Dispatched from Freedom
JULY 22, 2008
It’s been almost six months now that I have been free, and it still feels like it’s all a dream. Early each morning, I awake to the sound of birds chirping all around me. I live in Bogotá’s savanna, where the air is crisp and I can take in the mountain scenery from my window. There isn’t a morning that goes by that I don’t thank God I’m still alive. It’s the first thing I do upon opening my eyes. Yes, to thank the blessing that’s reunited me with my mother, with my son, Emmanuel, with my family and friends, and with all those who I love most. I am grateful to finally be able to leave it all behind. The kidnapping, the captivity—that’s all in the past. Now that my life is back to normal, with the affection and company of my loved ones, it’s strange to recall that not so long ago, when I was rotting away in the jungle, I could have felt so alone. So utterly forgotten.

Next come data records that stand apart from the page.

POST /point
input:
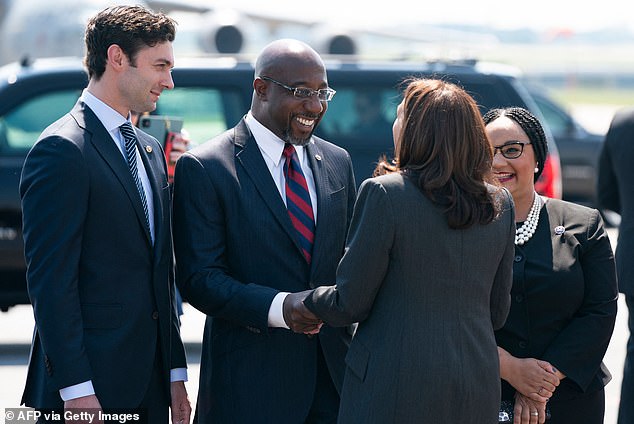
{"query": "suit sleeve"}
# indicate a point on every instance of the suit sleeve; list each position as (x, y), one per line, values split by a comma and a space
(54, 192)
(364, 263)
(200, 237)
(581, 346)
(501, 290)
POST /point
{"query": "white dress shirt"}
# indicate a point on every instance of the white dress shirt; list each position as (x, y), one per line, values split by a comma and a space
(112, 120)
(271, 147)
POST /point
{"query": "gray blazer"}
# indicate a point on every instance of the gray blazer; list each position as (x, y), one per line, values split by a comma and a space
(427, 299)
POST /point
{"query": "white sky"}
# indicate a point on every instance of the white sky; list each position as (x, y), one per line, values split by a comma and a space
(535, 14)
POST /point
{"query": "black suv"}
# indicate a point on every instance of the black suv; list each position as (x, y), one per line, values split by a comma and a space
(212, 94)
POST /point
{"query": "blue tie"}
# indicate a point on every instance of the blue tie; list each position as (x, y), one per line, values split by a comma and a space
(298, 203)
(130, 150)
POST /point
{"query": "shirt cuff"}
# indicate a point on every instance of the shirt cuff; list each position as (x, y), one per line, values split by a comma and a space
(178, 374)
(276, 314)
(77, 391)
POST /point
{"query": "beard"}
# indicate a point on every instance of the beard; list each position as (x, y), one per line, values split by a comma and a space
(288, 136)
(295, 141)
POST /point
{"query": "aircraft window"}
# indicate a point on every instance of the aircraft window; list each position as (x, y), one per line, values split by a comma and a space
(204, 111)
(21, 127)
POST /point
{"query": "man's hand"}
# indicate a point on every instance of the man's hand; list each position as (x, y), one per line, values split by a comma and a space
(527, 411)
(297, 316)
(89, 404)
(181, 407)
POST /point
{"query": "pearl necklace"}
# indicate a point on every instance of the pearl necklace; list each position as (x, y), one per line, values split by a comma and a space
(526, 231)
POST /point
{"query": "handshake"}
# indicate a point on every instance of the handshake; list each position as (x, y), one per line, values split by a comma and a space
(297, 316)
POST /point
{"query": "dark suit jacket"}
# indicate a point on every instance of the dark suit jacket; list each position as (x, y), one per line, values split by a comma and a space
(564, 299)
(615, 190)
(427, 298)
(235, 250)
(102, 294)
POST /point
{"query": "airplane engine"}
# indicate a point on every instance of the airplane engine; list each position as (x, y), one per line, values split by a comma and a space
(335, 42)
(224, 31)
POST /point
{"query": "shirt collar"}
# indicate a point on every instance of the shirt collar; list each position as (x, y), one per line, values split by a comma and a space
(110, 118)
(270, 144)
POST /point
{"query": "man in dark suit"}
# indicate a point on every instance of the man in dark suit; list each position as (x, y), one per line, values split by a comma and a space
(616, 192)
(96, 205)
(240, 248)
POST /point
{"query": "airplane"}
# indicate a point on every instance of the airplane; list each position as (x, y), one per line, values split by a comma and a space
(40, 28)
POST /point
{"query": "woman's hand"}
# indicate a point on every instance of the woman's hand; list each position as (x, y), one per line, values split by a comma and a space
(531, 377)
(527, 411)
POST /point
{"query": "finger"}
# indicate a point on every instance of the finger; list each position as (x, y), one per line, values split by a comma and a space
(535, 396)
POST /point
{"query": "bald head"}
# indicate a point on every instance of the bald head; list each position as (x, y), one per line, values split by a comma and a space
(281, 54)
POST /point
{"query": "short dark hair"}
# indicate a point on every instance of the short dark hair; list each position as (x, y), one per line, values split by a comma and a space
(530, 125)
(444, 147)
(129, 27)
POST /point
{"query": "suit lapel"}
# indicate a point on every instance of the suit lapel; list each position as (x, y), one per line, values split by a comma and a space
(105, 146)
(316, 160)
(249, 156)
(152, 161)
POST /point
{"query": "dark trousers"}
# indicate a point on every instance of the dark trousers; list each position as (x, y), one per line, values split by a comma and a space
(325, 407)
(587, 408)
(626, 405)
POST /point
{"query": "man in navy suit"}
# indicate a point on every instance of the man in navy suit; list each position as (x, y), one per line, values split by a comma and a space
(96, 206)
(239, 252)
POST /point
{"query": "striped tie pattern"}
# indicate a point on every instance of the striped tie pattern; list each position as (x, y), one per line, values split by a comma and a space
(298, 202)
(130, 151)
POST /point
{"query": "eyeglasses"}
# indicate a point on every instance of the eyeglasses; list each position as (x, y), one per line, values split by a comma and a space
(324, 94)
(510, 149)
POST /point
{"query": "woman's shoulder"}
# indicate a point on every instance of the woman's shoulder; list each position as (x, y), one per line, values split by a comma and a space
(567, 209)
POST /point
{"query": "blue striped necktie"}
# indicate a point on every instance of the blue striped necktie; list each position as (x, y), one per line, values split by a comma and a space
(300, 209)
(130, 151)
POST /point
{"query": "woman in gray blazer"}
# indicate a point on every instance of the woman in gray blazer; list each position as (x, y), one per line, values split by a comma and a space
(426, 271)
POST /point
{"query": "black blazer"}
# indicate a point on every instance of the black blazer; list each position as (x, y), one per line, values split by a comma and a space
(563, 300)
(102, 293)
(615, 190)
(235, 250)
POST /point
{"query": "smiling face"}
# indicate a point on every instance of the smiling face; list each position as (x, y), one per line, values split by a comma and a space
(292, 64)
(517, 175)
(143, 79)
(291, 118)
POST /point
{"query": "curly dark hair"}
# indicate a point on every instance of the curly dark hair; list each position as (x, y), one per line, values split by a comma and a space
(443, 147)
(530, 125)
(129, 27)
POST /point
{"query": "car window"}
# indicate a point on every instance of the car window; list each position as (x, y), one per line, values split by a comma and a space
(204, 111)
(21, 127)
(365, 113)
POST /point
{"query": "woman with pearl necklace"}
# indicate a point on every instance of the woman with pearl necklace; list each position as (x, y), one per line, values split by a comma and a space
(564, 294)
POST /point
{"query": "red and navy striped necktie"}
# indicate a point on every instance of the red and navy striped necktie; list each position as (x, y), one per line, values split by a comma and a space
(298, 203)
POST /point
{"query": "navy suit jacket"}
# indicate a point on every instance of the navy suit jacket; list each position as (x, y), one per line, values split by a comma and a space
(235, 250)
(102, 293)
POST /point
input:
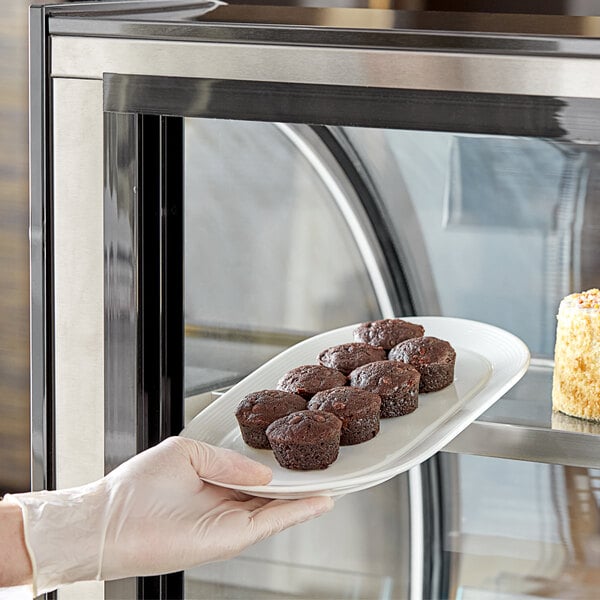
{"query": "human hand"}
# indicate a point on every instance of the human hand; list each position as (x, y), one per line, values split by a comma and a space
(154, 514)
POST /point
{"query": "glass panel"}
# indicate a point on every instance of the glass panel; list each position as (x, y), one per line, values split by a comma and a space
(269, 260)
(505, 222)
(522, 530)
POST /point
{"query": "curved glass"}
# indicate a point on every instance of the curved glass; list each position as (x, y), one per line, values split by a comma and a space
(270, 258)
(506, 223)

Many have asked if I’ve changed since the kidnapping; if I’m still the same Clara that I always was. I tell them yes, that for the most part, I’m still the same person—but with a scar on my stomach now, and a profound mark made on the way I think and feel about things, which I can only hope will fade with time. Sometimes I’m assaulted by feelings of sadness, but, luckily, I have Emmanuel at my side for comfort. As is expected, I would have preferred that the Colombian guerrilla organization known as the FARC hadn’t robbed me of six years of my life. But I’m alive and here to tell the tale. Each person will recount what the war was like from his or her perspective. I’m just another soldier. And this is my story.
These words come from the depths of my heart, and I write this for many reasons. First, I’ve always dreamed of writing a book. I’ve written various academic and professional works, but this is a chance to bare my soul in the world of letters, a field that I’ve always adored. I’m also inspired to write a memoir so that it remains for my son and those of his generation. Because I long to be part of a country that prioritizes reconciliation, forgiveness, tolerance, growth, and peace. Lastly, I want to share my experience with readers and have them understand the difficulties I suffered and overcame, so that perhaps while reading this book, a seed of hope and longing will be planted in their hearts.